5 Business Strategies that Can Strengthen Your Marriage (#1)
April 28th, 2012 // 10:09 am @ Janine and Alane
5 Business Strategies That Can Strengthen Your Marriage
Read more: Marriage As Business – Business Strategies for Marriage – Redbook
My husband, Joe, loves business books. They line our bookshelves and sit in stacks on his nightstand, some with violent-sounding names (e.g., Guerilla Marketing, Swim With the Sharks Without Being Eaten Alive, and Rules for Revolutionaries) that make me really glad I work for myself, at home, where it’s safe.
I’ve never cracked a single one of them. But recently, when Joe was talking my ear off about the ideas in Daniel H. Pink’s Drive, it occurred to me that running a company is a lot like managing a marriage. You have to budget, delegate, motivate, and reward. You have to stock the supply room (with everything from beer and good coffee to nice sheets and sexy lingerie) and deal with the depreciation of, um, assets. You must coordinate vacation schedules, allocate resources, outline the division of labor, and agree on whether to fire insubordinate underlings. (Just joking about that last one, kids!)
I decided to test my theory, so I asked a bunch of top management experts what business strategies they would apply to relationships. Then I tried them out on an unsuspecting Joe, and enlisted some game girlfriends to do the same. After hearing — and living — the results, I’m a fervent believer in these best practices for happy couples. See for yourself…
PRINCIPLE #1: Know your VIPs.
We all have things that bug us about our partners, but how much do they really matter? Bonnie Bruderer, founder and CEO of VISS, a leadership training organization with big-deal clients like Visa and Wells Fargo, suggests making a list of the top five things you need from your spouse — listening, compassion, earlobe nibbling, whatever. She calls this your “VIP” (Very Important Principles) list, and says that writing them down creates a handy guidebook for your husband. “At work, you need to be told what is expected of you and you have performance reviews to evaluate whether you’re meeting those expectations,” explains Bruderer, who helps her managerial clients clearly lay out their VIPs for employees. Approach your marriage this way and you might realize that his leaving off the toothpaste cap isn’t a big deal because it doesn’t violate one of your VIPs. Or maybe it is, and it does, but your partner has no idea you care so much.

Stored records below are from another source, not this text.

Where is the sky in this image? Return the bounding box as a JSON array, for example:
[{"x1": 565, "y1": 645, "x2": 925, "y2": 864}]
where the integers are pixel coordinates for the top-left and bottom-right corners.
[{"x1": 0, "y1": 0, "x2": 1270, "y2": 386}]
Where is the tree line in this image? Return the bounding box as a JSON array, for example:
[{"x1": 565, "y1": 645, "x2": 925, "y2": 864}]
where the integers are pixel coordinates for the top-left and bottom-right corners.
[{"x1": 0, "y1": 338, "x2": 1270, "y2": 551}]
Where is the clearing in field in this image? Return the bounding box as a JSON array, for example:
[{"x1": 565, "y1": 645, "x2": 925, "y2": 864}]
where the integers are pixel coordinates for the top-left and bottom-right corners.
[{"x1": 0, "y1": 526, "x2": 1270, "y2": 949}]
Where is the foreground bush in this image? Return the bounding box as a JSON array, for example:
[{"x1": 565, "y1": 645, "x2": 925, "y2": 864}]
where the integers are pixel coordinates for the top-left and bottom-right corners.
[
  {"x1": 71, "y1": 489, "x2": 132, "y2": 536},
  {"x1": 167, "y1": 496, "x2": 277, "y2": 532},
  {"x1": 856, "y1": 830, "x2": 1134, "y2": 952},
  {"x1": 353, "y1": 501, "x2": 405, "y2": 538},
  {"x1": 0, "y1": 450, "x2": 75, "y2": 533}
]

CASE STUDY: Marta has been married to Daniel, “the love of her life,” for 12 years. Eighteen months ago, the couple uprooted from Colorado to Hawaii. Marta admits that starting over in a new place, with two new careers to boot, has been challenging for their relationship, which she summarizes as “strong with room for improvement.” So she drew up this VIP list: 1. Remember scheduled events. 2. Be engaged in the conversation. 3. Work as a team. 4. Laugh/play often. 5. Treat me nicely. “When I told Daniel there were some things I wanted him to work on, he stopped what he was doing and listened to me,” says Marta. “Then I handed him my list and he laughed and said, ‘Well, I just did numbers two and four!'” In that moment, Marta realized Daniel was right: His humor never failed to lighten things up, and she’d been getting one thing she wanted all along.
Marta was annoyed when she found the list on the floor later that day, but quickly realized that Daniel had paid attention: “I saw a difference in him almost immediately,” she says, explaining that her husband was unusually tuned in to her. The big test came the day Daniel realized he’d scheduled a repairman to come to the house at the very time Marta had to be somewhere else. Without her nudging, Daniel rearranged his schedule to deal with the conflict. Marta was floored. “He’s basically been doing everything on my list since I gave it to him,” she says, adding that just this week, when she mentioned she was feeling anxious about finances, she came home to find a Post-it note reading “I ª you” on the bathroom mirror — then
another in the bedroom, inside her laptop, on the page of a book she was reading, and one on the water pitcher in the refrigerator. “Since he couldn’t do what he usually does to make me feel better — buy me stuff I want — he wrote love notes. It made me realize that even though money is tight right now, I have everything I need,” Marta says. “The exercise also helped me see that if I just have faith in the smart man I married, everything will work out. Still, I can’t believe I spent years fighting to get these things, and all I had to do was write them down!”